Wilder met en scène sa farce avec désinvolture et alterne le comique théâtral et situationnel (quiproquos) avec de véritables moments de cartoons (course grotesque d'un chien en accéléré, accompagné par l'ouverture du Guillaume Tell de Rossini comme dans les Tex Avery). La Valse de L'Empereur apparaît donc comme un étrange mélange de blague kitsch et de souvenir nostalgique sur l'Autriche avec une satire insolente. Après cette féérie, Wilder retourne à la réalité avec La Scandaleuse de Berlin où il filme avec gravité les ravages du nazisme dans l'Allemagne d'après guerre. Le film apparait comme le pendant de La Valse de L'Empereur, dans une sorte de diptyque que tout oppose.

08.03.2013.



[1] dans son ouvrage sur Wilder publié chez les Cahiers du Cinéma.

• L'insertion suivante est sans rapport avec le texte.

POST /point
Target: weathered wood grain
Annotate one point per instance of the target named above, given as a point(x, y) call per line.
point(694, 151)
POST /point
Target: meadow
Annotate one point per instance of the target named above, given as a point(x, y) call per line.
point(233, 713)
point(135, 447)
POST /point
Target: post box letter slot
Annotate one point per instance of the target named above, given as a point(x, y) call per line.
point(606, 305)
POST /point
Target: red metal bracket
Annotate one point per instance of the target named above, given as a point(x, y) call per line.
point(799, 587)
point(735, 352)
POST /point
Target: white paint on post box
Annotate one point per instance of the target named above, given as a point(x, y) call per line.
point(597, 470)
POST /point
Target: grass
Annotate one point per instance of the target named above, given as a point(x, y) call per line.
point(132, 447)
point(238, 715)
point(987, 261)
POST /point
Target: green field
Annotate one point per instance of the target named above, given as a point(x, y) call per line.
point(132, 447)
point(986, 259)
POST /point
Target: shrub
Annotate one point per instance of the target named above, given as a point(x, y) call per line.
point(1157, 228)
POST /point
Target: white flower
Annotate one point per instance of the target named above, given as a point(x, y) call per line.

[2] Il faut dire que, dans les premières années d’après-guerre, Preminger dirige A Royal Scandal (1945), Lubitsch That Lady in Ermine (1948), et Max Ophuls Letter from an Unknown Woman (1948). Même Lang, à cette époque, développe un projet A Scandal in Vienna, également situé à la cour de François-Joseph. Tous ces films marquent un refus de représenter la réalité du Vieux Continent au sortir de la guerre et entretiennent l’illusion d’une Europe éternelle, d’une Vienne, d’un Berlin ou d’un Paris de la fin du XIXe siècle.
[3] dans son ouvrage sur Wilder publié chez Rivages Cinéma.
[4] On retrouve ce même jeu de décalage social et culturel dans le film suivant de Bing Crosby dans sa filmographie, Un Yankee à la Cour du Roi Arthur (1949) de Tay Garnett, où le crooner se retrouve transposé en plein Moyen-âge.